Figure 6: Failure modes include roll misadaptation, misorientation, erroneous foothold estimation, and low-force contacts impeding dynamic maneuvers.
Theoretical and Practical Implications
The proposed egocentric polar foothold prior constitutes a minimalist, geometry-driven representation that supports robust generalization, improves regression tractability, and decouples spatial aspects of locomotion. The single-stage, end-to-end design eliminates brittle dependencies on explicit plan following, facilitating real-time reactivity and improved exploration in RL. Multi-critic RL architectures demonstrate clear superiority for multi-objective, contact-rich robotic tasks.

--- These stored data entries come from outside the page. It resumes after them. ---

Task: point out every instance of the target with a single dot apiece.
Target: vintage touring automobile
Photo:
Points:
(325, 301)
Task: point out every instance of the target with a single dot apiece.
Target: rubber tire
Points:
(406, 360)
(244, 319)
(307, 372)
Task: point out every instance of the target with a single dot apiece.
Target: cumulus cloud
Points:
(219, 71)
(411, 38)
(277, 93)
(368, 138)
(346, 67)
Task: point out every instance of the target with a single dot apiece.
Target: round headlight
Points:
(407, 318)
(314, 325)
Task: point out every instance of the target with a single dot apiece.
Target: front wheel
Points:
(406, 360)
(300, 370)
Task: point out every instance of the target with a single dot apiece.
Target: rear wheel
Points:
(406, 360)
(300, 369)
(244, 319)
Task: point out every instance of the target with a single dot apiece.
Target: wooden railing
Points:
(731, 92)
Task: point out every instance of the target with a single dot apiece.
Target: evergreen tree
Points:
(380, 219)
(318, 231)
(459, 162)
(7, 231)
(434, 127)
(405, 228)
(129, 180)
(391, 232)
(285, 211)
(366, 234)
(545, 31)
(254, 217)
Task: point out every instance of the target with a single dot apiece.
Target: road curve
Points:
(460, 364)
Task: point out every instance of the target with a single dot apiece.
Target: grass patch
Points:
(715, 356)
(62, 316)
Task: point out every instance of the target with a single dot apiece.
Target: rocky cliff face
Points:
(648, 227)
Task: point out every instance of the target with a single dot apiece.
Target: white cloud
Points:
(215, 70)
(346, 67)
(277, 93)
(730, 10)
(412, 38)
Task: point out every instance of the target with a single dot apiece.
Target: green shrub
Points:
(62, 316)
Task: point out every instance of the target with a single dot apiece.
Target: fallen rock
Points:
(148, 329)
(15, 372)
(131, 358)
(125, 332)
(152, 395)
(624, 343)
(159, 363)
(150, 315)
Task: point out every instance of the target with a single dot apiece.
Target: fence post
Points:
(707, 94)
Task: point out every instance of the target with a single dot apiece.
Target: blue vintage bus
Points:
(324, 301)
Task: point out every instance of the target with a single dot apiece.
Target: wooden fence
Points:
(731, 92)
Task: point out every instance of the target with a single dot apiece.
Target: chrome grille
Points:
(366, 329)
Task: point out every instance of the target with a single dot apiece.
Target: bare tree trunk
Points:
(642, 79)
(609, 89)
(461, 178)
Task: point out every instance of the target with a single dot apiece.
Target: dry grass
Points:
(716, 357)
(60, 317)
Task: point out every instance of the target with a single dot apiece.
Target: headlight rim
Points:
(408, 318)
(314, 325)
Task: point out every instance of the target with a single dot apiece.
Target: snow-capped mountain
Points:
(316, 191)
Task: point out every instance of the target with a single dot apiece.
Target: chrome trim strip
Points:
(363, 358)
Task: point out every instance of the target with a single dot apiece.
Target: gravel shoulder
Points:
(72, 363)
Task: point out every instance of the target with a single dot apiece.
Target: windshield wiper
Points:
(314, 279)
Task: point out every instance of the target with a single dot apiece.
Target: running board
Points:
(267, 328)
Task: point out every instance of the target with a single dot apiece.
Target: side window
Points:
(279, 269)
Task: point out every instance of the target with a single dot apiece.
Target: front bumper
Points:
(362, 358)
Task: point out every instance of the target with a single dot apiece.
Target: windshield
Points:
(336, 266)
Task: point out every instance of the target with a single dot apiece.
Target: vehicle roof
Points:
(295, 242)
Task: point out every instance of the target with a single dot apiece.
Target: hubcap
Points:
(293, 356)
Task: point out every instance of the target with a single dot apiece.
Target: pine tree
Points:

The PAS curriculum is validated as a critical component for stabilizing simultaneous estimator and policy learning.
Practically, PUMA considerably reduces pipeline complexity, sensor fidelity requirements, and sim-to-real transfer barriers for dynamic agile locomotion on quadrupedal robots. These advances are directly applicable to field robotics, search-and-rescue, and infrastructure inspection domains.
Future Directions
While PUMA demonstrates robust geometric reasoning, it does not explicitly incorporate semantic terrain understanding, material adaptation, or dynamic environment perception. Integrating learned semantic priors, visual affordance predictors, and temporal scene understanding remains a pertinent direction. Furthermore, extending the approach to adaptive gaits, deformable terrain contacts, multi-agent coordination, and closed-loop visual feedback for hazard anticipation could further amplify real-world applicability.
Conclusion
PUMA introduces a compact, perception-driven paradigm for encoding motion guidance via egocentric foothold priors within a unified, end-to-end learning framework, empirically validated on demanding parkour benchmarks and sim-to-real transfer tasks. The work substantiates the necessity of reward-space decomposition via multi-critic RL and curriculum-based estimator input blending. PUMA sets a new reference point for future research on perception-guided, robust and adaptive legged locomotion (2601.15995).